Lundi 30 juillet 1883,
Château de Grand-Croix.
Ma chère Elvire,
Nous regardons tomber la pluie !
Ce temps nous empêchant de sortir,
Nous jouons la comédie.
Ô ma chère, qu’elles sont bêtes
Ces pièces de salon actuelles
Où depuis cinquante ans on répète
Les mêmes plaisanteries
Forcées, lourdes, si peu naturelles,
Sans finesse et sans esprit.
Enfin, nous jouons une de ces comédies !
Comme nous ne sommes
Que deux femmes et un homme,
Hormis notre valet Jean Tourette,
Nous avons chargé mon mari
De remplir le rôle de la soubrette.
Nous avons bien ri !
Mais lui a dû se raser pour cela.
Ça le change ! Je ne le reconnais pas…
Ni le jour ni la nuit !
S’il ne laissait pas repousser sa moustache,
Je lui deviendrai infidèle
Tant il me déplait ainsi.
Un homme sans moustache
N’est plus un homme ; oui, ma belle !
La barbe donne souvent l’air négligé
Je ne l’aime pas beaucoup
Mais la moustache, elle, donne l’air viril.
Et elle est si utile…
Aux relations entre époux
Que je ne saurais les narrer sans danger
…Ni les remplacer !
Tant pis si tu ne comprends pas !
Ne te laisse jamais embrasser
Par une lèvre dont le poil est ras.
Elle ôte le poivre qu’ont les vrais baisers.

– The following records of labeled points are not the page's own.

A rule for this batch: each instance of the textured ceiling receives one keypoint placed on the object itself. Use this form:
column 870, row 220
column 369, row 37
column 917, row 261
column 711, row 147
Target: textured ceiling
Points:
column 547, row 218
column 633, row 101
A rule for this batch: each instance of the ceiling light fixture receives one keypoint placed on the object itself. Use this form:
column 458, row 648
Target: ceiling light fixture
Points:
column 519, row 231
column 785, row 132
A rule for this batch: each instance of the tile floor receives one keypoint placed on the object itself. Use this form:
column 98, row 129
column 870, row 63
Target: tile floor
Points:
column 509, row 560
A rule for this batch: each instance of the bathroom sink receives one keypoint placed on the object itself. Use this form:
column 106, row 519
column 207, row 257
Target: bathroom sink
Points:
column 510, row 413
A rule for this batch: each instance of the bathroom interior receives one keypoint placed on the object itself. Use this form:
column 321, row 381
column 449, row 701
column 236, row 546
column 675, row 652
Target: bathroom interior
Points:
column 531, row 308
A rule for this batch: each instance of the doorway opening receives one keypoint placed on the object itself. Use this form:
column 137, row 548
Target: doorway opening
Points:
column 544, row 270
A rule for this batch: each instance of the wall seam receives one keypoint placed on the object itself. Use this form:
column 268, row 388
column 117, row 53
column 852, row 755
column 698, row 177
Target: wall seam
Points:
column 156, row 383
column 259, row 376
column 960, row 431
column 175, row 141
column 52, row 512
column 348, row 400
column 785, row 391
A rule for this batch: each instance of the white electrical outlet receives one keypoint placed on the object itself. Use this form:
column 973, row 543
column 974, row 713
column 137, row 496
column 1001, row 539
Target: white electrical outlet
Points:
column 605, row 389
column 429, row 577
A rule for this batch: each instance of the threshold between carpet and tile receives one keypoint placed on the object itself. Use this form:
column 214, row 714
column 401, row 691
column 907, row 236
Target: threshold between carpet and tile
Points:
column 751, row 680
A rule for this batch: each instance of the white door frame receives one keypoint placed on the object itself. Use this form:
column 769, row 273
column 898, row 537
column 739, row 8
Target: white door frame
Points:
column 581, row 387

La caresse de l’homme rasé,
C’est un bout de parchemin qui mouille
…ou qui est sec. La moustache, elle, chatouille
Délicieusement.
C’est juste avant la bouche qu’on la sent.
Dans tout notre corps, elle fait passer
Un frisson charmant.
Elle nous fait pousser
Ce petit « ah ! »,… tu vois
Comme si on avait grand froid.
Oui, vraiment.
Un mari qui nous aime (je suis osée !)
Trouve les endroits où cacher ses baisers.
Eh bien, sans moustache, ces baisers-là
(Explique cela comme tu pourras)
Perdent de leur goût
Et beaucoup !
Ils sont même inconvenants.
La lèvre sans moustache est nue
Comme un corps sans vêtements.
Pas de vrais baisers sans moustache, vois-tu !
Et que d’aspects variés
Elles ont, ces moustaches : frisées,
Retournées, drues
Ou pointues.
Je rabâche,
Oui, mais je te le redis : vive la moustache !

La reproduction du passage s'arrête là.